Of course, the ante-post market can be an elephant trap – your selection has to make it to the event, retaining fitness and form (ask early backers of Denman and Zaynar). And it becomes more problematic if the bet involves humans rather than horses, who don't go to nightclubs or send texts.
Some of our ante-post football bets, for example, are already binned, thanks to the failures of managers to inspire their teams – those on Liverpool, Ipswich and MK Dons for their respective titles, and on Arsenal, who cynically disregarded the FA Cup. But Bournemouth, picked at 16-1, now 10-1, could still win League Two, and Wayne Rooney, tipped at 12-1, now 4-11, should become the Premier League's top scorer. Here lies the logic of ante-post life – you need only be right once in six bets to make a profit.

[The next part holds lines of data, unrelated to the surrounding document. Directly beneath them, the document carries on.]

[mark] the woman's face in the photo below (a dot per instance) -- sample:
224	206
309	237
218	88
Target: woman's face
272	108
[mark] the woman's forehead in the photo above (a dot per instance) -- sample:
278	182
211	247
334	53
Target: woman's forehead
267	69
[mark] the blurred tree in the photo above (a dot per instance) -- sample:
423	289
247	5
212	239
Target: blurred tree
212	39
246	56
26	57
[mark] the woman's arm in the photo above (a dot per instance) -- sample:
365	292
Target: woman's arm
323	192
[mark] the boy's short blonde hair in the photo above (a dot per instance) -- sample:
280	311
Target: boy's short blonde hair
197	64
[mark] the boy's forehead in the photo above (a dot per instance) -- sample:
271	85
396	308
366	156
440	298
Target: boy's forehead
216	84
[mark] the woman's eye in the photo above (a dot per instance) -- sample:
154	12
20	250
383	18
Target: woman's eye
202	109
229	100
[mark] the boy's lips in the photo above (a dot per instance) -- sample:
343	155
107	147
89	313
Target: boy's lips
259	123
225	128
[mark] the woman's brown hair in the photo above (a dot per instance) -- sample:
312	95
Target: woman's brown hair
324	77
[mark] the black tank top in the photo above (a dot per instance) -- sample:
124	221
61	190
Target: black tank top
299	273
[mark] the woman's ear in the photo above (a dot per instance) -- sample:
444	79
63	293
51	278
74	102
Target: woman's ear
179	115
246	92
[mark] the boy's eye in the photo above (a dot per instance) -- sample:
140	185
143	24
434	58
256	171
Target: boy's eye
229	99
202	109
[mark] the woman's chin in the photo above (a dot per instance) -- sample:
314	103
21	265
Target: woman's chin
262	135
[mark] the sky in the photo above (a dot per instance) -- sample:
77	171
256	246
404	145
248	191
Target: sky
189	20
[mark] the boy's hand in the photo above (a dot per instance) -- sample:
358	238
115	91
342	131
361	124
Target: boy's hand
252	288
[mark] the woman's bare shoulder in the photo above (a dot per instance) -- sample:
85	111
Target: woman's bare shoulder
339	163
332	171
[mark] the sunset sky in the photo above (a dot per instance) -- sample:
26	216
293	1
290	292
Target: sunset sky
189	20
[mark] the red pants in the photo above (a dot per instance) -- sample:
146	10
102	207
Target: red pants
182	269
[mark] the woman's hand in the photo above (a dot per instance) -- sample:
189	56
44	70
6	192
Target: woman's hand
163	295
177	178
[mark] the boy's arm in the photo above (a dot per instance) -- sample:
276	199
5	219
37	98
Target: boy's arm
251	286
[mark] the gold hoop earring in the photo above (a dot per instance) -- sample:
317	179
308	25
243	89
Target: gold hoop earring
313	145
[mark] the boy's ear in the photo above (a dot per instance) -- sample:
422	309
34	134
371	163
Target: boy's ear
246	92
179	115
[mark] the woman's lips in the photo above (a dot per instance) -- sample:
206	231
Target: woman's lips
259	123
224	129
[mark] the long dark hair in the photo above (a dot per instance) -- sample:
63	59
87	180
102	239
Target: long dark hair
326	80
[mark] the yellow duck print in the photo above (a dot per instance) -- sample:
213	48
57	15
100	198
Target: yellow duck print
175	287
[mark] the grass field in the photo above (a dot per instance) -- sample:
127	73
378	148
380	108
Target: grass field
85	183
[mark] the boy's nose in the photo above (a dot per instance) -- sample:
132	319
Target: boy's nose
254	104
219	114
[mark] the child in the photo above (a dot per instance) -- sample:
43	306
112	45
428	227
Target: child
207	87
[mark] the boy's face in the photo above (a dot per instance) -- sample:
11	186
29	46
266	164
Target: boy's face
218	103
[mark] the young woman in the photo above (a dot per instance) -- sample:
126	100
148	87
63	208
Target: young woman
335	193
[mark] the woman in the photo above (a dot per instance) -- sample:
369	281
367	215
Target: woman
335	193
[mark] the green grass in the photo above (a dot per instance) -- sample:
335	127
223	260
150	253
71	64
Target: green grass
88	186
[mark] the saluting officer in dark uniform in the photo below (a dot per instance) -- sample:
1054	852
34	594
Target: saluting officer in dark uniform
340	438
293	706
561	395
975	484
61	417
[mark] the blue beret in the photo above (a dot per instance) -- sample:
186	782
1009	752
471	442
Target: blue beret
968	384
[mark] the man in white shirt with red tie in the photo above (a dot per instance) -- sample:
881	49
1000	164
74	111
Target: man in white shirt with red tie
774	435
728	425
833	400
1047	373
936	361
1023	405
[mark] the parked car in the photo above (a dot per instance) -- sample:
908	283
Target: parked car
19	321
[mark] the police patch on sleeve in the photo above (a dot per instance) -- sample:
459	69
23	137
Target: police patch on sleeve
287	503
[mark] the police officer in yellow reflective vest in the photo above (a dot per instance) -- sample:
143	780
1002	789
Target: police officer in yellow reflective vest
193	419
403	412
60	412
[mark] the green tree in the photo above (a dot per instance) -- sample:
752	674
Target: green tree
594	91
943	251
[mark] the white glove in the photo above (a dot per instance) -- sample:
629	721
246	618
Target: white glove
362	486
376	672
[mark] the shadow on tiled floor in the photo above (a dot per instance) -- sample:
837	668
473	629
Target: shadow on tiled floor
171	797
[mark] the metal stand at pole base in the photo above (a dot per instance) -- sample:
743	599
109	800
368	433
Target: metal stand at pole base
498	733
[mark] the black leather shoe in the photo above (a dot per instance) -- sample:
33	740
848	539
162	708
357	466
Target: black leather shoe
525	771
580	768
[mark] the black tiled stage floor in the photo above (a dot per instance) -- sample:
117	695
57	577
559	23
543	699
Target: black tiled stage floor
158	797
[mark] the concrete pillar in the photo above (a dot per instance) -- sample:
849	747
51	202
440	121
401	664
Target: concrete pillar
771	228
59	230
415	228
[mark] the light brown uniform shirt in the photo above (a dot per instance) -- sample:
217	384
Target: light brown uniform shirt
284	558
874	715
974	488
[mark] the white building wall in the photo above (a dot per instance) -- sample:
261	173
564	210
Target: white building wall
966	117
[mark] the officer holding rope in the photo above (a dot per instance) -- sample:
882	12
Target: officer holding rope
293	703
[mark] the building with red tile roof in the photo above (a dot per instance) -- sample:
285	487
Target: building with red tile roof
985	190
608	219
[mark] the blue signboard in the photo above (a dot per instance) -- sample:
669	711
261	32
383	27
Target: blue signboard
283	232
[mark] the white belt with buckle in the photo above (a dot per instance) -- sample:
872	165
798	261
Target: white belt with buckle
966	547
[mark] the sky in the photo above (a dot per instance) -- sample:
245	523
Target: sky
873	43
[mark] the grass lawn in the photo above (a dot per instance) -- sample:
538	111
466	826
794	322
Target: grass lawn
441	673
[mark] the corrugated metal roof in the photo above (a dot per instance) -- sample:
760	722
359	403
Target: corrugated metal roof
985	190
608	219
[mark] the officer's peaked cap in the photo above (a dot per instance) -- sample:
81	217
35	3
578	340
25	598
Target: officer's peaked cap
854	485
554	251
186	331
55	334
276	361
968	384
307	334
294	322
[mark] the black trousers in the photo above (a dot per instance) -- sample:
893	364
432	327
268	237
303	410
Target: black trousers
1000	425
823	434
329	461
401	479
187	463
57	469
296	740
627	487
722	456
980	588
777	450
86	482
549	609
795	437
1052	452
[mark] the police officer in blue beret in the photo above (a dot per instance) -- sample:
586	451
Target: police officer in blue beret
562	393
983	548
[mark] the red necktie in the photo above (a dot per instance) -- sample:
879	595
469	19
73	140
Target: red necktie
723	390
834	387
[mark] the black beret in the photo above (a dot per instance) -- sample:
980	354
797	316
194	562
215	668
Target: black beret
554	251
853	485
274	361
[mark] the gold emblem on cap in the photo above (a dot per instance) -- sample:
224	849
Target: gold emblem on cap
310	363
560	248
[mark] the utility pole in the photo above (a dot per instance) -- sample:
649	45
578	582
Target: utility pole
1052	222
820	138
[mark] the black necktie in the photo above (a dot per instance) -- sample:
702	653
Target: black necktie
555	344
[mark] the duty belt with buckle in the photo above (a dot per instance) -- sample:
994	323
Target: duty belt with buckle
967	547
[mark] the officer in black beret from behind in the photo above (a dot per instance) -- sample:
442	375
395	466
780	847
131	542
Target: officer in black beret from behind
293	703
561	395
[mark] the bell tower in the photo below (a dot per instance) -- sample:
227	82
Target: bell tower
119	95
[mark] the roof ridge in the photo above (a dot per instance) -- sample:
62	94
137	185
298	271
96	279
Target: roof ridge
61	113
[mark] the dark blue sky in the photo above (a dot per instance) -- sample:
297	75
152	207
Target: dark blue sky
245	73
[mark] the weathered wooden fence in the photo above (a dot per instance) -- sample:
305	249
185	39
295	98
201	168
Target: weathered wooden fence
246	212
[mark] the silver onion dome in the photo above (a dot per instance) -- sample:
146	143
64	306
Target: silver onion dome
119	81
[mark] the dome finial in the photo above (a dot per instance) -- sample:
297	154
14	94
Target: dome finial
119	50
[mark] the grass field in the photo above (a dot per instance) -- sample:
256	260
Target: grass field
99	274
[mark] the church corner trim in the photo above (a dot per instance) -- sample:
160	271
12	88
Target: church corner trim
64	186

On a first reading of the National list the eight-year-old Irish horse Backstage came out well: unexposed; nice weight; same sire as last year's winner Mon Mome; trained by Gordon Elliott, who won with Silver Birch in 2007.
But the Racing Post's Tom Segal – the Warren Buffett of tipsters – revealed the same thought and Backstage's price collapsed from 25-1 to 16-1. We go then with our two other choices – Jonjo O'Neill's Can't Buy Time (40-1, Bet 365) and Nigel Twiston-Davies' Beat The Boys (80-1, Sportingbet).